Mortality and Expense (M&E) - The fee the insurance company charges for its expenses and to provide you with a lifetime income or the fee the insurance company charges your beneficiaries to provide a death benefit should you die during the accumulation phase.
Mortality Table - A statistical table showing the death rate (probability of death) for each age.
Non-Tax Qualified Annuity - An annuity that is funded with after-tax dollars
Ownership - All rights, benefits, and privileges under a policy controlled by the owner, who is usually the insured. Ownership may be transferred or assigned to someone else by written request of the current owner.

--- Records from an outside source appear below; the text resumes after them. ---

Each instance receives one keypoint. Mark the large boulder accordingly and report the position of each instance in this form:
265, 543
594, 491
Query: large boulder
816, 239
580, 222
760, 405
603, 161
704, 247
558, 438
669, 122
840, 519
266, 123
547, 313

Premium - The payment a policy owner is required to make to an insurance company to purchase insurance coverage and to keep the policy in force.
Tax Qualified Annuity - Annuity that is funded with pre-tax dollars.
Surrender - The process to voluntarily terminate an annuity for its cash value or other non-forfeiture options. Usually, there is a fee charged if you surrender your annuity within the first seven to ten years of owning it.
Tax Deferral - The money that accumulates in your annuity grows tax-deferred, meaning you do not pay taxes on it until you begin receiving annuity payments.
Term Certain Annuity - An annuity that provides you with income payments for a specific period of time, such as 10 or 20 years, rather than a lifetime.